Receptors sensitive to carbon dioxide are present in the carotid bodies, aortic bodies of the aortic arch, as well as directly in the medulla oblongata - central chemoreceptors. The latter are located on the ventral surface of the medulla oblongata in the area between the exit of the hypoglossal and vagus nerves. Carbon dioxide receptors also perceive changes in the concentration of H + ions. Arterial vessel receptors respond to changes in pCO 2 and blood plasma pH, and the flow of afferent signals from them to inspiratory neurons increases with an increase in pCO 2 and (or) a decrease in arterial blood plasma pH. In response to the receipt of more signals from them to the respiratory center, ventilation of the lungs reflexively increases due to deepening of breathing.

Central chemoreceptors respond to changes in pH and pCO 2, cerebrospinal fluid and intercellular fluid of the medulla oblongata. It is believed that central chemoreceptors primarily respond to changes in the concentration of hydrogen protons (pH) in the interstitial fluid. In this case, a change in pH is achieved due to the easy penetration of carbon dioxide from the blood and cerebrospinal fluid through the structures of the blood-brain barrier into the brain, where, as a result of its interaction with H 2 0, carbon dioxide is formed, dissociating with the release of hydrogen gases.

Signals from central chemoreceptors are also carried to the inspiratory neurons of the respiratory center. The neurons of the respiratory center themselves exhibit some sensitivity to shifts in the pH of the interstitial fluid.
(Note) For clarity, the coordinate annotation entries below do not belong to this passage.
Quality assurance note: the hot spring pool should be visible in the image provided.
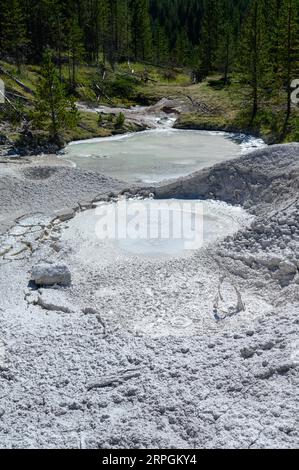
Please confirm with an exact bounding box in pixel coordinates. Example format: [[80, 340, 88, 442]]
[[62, 129, 265, 183], [63, 199, 252, 264]]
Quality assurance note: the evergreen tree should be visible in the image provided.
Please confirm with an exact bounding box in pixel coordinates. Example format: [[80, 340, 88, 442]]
[[1, 0, 29, 70], [132, 0, 152, 61], [278, 0, 299, 138], [67, 16, 84, 89], [239, 0, 269, 124], [33, 51, 78, 142]]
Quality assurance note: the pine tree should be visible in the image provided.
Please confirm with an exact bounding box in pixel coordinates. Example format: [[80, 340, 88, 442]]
[[33, 51, 78, 142], [1, 0, 29, 71], [216, 0, 236, 85], [132, 0, 152, 61], [276, 0, 299, 139], [201, 0, 219, 75], [67, 16, 84, 90], [238, 0, 269, 124]]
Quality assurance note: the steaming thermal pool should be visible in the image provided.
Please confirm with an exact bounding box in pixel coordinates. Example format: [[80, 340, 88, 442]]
[[63, 128, 264, 183], [63, 199, 252, 264]]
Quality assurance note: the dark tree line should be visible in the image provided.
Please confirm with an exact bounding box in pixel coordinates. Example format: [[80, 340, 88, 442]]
[[0, 0, 299, 133]]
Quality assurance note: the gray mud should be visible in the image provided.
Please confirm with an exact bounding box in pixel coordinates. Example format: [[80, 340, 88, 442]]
[[0, 145, 299, 449]]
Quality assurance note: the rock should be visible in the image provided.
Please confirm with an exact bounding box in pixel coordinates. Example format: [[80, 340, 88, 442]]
[[279, 261, 297, 275], [34, 289, 74, 313], [240, 348, 255, 359], [31, 264, 72, 286], [56, 208, 75, 222]]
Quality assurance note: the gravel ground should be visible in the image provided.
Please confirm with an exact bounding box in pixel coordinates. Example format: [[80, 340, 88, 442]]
[[0, 145, 299, 449]]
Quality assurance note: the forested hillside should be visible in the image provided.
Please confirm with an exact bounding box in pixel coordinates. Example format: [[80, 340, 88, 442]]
[[0, 0, 299, 145]]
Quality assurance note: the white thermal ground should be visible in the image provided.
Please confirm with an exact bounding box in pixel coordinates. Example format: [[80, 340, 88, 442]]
[[64, 128, 265, 183], [63, 199, 252, 264]]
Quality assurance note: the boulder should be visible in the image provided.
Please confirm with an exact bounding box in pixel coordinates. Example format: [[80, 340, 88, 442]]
[[56, 208, 75, 222], [31, 264, 72, 286]]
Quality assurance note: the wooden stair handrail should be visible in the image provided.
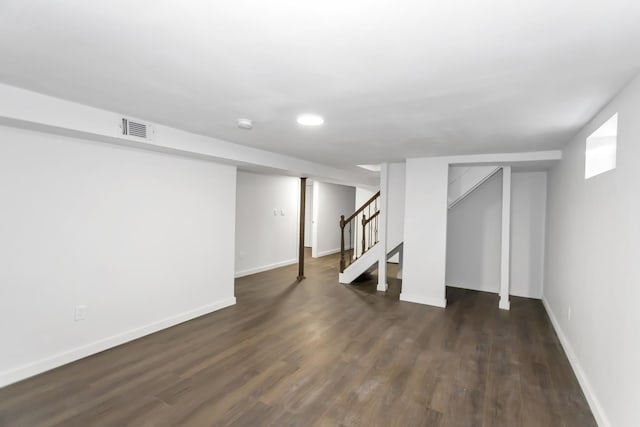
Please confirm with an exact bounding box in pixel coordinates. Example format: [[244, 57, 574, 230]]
[[340, 190, 380, 227], [340, 190, 380, 273]]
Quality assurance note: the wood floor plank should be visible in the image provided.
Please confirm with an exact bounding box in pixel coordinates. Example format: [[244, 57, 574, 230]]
[[0, 255, 596, 427]]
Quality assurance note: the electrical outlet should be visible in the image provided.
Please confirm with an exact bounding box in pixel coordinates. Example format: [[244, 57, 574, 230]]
[[74, 305, 87, 322]]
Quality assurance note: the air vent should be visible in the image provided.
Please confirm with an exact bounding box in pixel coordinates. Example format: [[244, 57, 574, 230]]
[[120, 118, 153, 139]]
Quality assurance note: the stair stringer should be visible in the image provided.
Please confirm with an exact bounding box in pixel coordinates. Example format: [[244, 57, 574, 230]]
[[338, 242, 403, 284]]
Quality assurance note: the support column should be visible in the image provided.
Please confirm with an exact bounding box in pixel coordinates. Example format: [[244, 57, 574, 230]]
[[499, 166, 511, 310], [297, 178, 307, 281], [376, 163, 389, 292]]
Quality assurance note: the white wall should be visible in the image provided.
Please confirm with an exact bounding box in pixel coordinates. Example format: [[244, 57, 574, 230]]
[[387, 163, 406, 252], [400, 157, 449, 307], [446, 171, 547, 298], [235, 171, 300, 277], [0, 127, 236, 386], [311, 181, 356, 258], [543, 74, 640, 427], [510, 171, 547, 298]]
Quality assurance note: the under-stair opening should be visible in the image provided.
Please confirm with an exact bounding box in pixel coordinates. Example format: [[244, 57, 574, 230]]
[[445, 166, 502, 295]]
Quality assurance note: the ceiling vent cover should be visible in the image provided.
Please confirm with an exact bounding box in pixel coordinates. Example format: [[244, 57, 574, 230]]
[[120, 118, 153, 139]]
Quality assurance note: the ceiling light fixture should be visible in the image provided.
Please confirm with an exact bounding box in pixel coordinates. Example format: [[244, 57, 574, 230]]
[[297, 114, 324, 126]]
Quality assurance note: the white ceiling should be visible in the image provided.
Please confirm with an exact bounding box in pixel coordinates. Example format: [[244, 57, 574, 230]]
[[0, 0, 640, 166]]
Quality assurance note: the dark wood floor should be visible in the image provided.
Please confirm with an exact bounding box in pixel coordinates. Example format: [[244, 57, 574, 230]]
[[0, 251, 596, 427]]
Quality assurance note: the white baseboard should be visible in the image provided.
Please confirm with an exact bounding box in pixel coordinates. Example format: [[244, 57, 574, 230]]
[[400, 292, 447, 308], [0, 297, 236, 387], [542, 295, 611, 427], [312, 248, 340, 258], [235, 258, 298, 279]]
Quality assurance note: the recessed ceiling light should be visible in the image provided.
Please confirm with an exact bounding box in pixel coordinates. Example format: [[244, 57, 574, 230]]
[[297, 114, 324, 126]]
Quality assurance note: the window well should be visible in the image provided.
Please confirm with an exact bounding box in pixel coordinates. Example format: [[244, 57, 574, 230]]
[[584, 113, 618, 179]]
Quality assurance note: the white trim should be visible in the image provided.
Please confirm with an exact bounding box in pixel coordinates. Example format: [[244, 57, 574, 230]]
[[0, 297, 236, 387], [400, 292, 447, 308], [235, 258, 298, 279], [542, 295, 611, 427], [498, 298, 511, 310], [312, 248, 340, 258]]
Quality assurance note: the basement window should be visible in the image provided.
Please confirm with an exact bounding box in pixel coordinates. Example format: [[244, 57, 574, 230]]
[[584, 113, 618, 179]]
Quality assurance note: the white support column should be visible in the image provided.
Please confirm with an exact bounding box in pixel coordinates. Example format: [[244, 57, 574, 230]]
[[499, 166, 511, 310], [376, 163, 389, 292]]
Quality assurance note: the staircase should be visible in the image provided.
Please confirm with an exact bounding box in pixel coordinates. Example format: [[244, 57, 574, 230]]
[[338, 191, 402, 283], [447, 166, 502, 209], [338, 166, 502, 283]]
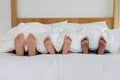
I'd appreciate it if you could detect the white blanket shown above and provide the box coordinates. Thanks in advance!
[0,53,120,80]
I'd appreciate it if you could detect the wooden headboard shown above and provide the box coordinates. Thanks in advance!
[11,0,119,29]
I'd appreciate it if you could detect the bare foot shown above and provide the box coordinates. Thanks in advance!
[98,36,106,55]
[62,35,72,54]
[14,33,25,56]
[81,37,89,54]
[26,33,37,56]
[44,36,56,54]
A decrease in pH and accumulation of carbon dioxide in the cerebrospinal fluid is accompanied by activation of inspiratory neurons and an increase in pulmonary ventilation.

Thus, the regulation of pCO 0 and pH are closely related both at the level of effector systems that influence the content of hydrogen ions and carbonates in the body, and at the level of central nervous mechanisms.

With the rapid development of hypercapnia, the increase in ventilation of the lungs is only approximately 25% caused by stimulation of peripheral chemoresceggors of carbon dioxide and pH. The remaining 75% is associated with activation of the central chemoreceptors of the medulla oblongata by hydrogen protons and carbon dioxide. This is due to the high permeability of the blood-brain barrier to carbon dioxide. Since the cerebrospinal fluid and intercellular fluid of the brain have a much lower capacity of buffer systems than blood, an increase in pCO2 similar in magnitude to blood creates a more acidic environment in the cerebrospinal fluid than in the blood:

With prolonged hypercapnia, the pH of the cerebrospinal fluid returns to normal due to a gradual increase in the permeability of the blood-brain barrier to HC03 anions and their accumulation in the cerebrospinal fluid. This leads to a decrease in ventilation, which has developed in response to hypercapnia.

An excessive increase in the activity of pCO 0 and pH receptors contributes to the emergence of subjectively painful, painful sensations of suffocation and lack of air. This is easy to verify if you hold your breath for a long time. At the same time, with a lack of oxygen and a decrease in p0 2 in arterial blood, when pCO 2 and blood pH are maintained normal, a person does not experience discomfort. The consequence of this may be a number of dangers that arise in everyday life or when a person breathes gas mixtures from closed systems. Most often they occur with carbon monoxide poisoning (death in a garage, other household poisonings), when a person, due to the absence of obvious sensations of suffocation, does not take protective actions.